Le roi ne pouvait en croire ses oreilles. Il s’était soudainement absorbé dans ses pensées et n’entendait plus un mot de ce que disait le vieillard. Ce « charmant petit garçon » était-il le petit mendiant avec qui il avait changé de costume avant de quitter le palais ? Cela n’était pas possible : l’enfant pauvre d’Offal Court, s’il avait eu l’audace de se faire passer pour le prince de Galles, avait dû se trahir au premier mot, au premier geste ; on l’avait, sans aucun doute, expulsé du palais, et on s’était mis à la recherche du vrai prince. Il n’était pas possible que la noblesse eût élu, à la place du fils de Henri VIII, quelque prince du sang, ou qu’à son défaut, on eût acclamé une autre dynastie que celle des Tudor. Le comte de Hertford s’y serait opposé et, tout puissant qu’il était, il aurait écrasé les rebelles.

Plus le roi s’abîmait dans ses conjectures, plus il se trouvait impuissant à résoudre ce mystère, plus aussi il devenait perplexe, agité, incapable de dormir, de manger. Son impatience d’aller à Londres croissait d’heure en heure, sa captivité lui paraissait d’instant en instant plus intolérable.

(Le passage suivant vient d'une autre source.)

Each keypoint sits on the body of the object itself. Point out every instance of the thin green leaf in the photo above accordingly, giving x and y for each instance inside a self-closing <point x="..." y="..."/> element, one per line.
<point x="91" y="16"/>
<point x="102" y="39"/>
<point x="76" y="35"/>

Vainement Miles Hendon mettait en œuvre toutes ses ressources pour calmer le trouble du roi ; le pauvre diable ne réussissait qu’à l’irriter davantage.

Deux femmes, enchaînées près de lui, eurent plus de succès. Elles lui parlèrent avec bonté, avec douceur, et lui enseignèrent à prendre patience. Il les remercia, les écouta et daigna leur demander pourquoi elles étaient en prison.

— Nous sommes catholiques, dirent-elles.